Investors to be more cautious

Investors to be more cautious
Highlights

Investors to be more cautious . It was second straight week of gains for the stock markets.

Prepare list of shares for buying after studying corporate results

Now all eyes are set on the RBI's policy review meet scheduled for September 29. As per the hints already provided by the Reserve Bank Governor, Raghuram Rajan, he is not very much inclined to cut rates as the core issues like inflation and others are still not in favour of a rate cut

It was second straight week of gains for the stock markets. The Sensex had risen by 408 points in the previous week, logged even bigger gain of 609 points this week taking two weeks' total to 1017, thus regaining one third of the 3033 points lost in the preceding four straight weeks of massive fall due to turmoil in the Chinese economy.

Besides small and retail investors, who were attracted to stocks at the beaten down prices, even the FIIs turned net buyers from net sellers of Indian equities especially after US's Fed Res Board came out with a decision to not hike the interest rate this time too, on Thursday.

The status quo as maintained by the Fed Res in the matter of interest rate raised hopes of the RBI cutting the key policy rates in its bi-monthly review meeting scheduled for September 29, which too was a factor that inspired prospective buyers to take higher risks.

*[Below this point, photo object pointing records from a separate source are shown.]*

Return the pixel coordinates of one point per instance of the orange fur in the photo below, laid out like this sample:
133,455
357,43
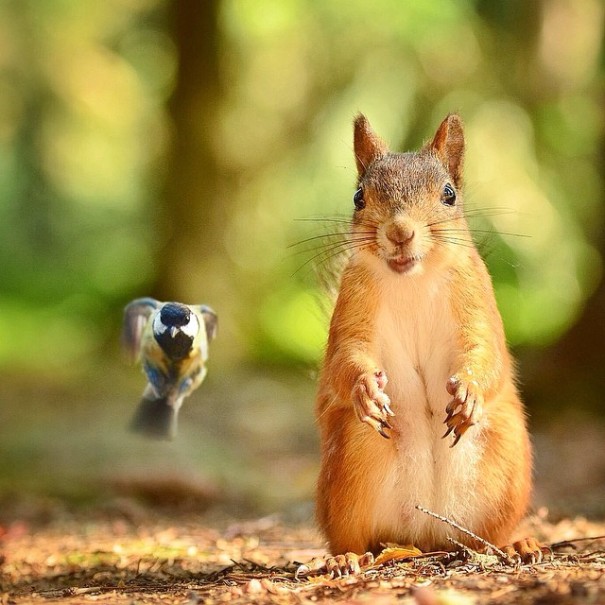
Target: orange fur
421,309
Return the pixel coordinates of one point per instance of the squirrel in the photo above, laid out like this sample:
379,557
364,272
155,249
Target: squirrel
416,349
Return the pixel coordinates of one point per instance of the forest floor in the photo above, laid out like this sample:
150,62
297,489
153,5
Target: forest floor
187,560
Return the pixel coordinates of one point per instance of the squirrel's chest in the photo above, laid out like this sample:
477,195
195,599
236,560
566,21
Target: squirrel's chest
415,332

The US's central bank did not impose any hike in the interest rate. The markets have jumped by another 255 points on the following day of trading on Friday as the markets had remained officially closed for Ganesh Chaturthi on Thursday.

Thus, at the end of the week, the Sensex, not only closed higher by 609 points but also reclaimed 26,000-mark and closed at 26,219.

The status quo by Fed, not only inspired fresh buying support for equities but also aided the Indian currency to firm up significantly which too was one of the factors that transformed the FIIs from net sellers into net buyers, especially on Friday.

Now all eyes are set on the Reserve Bank of India's policy review meeting scheduled for September 29. As per the hints as already been provided by the Reserve Bank Governor, Raghuram Rajan, he is not very much inclined to cut the rates as the core issues like inflation and others are still not in favour of a rate cut.

On the other hand, the government of India and the business fraternity are aggressively demanding a rate cut. Looking at the adamant attitude of the Governor, it will still be a non-happening event this time too.

However, even if the RBI cuts the rate, then the markets might react to such action slightly positive but they are unlikely to run up straight as immediately thereafter the new corporate earnings season is scheduled to commence. Besides, the crucial Bihar Vidhansabha polls would arrive and that too could keep the markets under stress.

Also, the Fed has only postponed the rate hike, it has not completely ruled it out and therefore, the rate in the US is certainly go up before the year ends in December. The prospective buyers of equities are now required to be more cautious while selecting and preparing a list of good stocks to be picked up in near future.

What they need to do is wait for the new corporate earnings season to kick-start and prepare a shopping list after studying major corporate results and then pick up those stocks only when the markets come under pressure due to any external factors.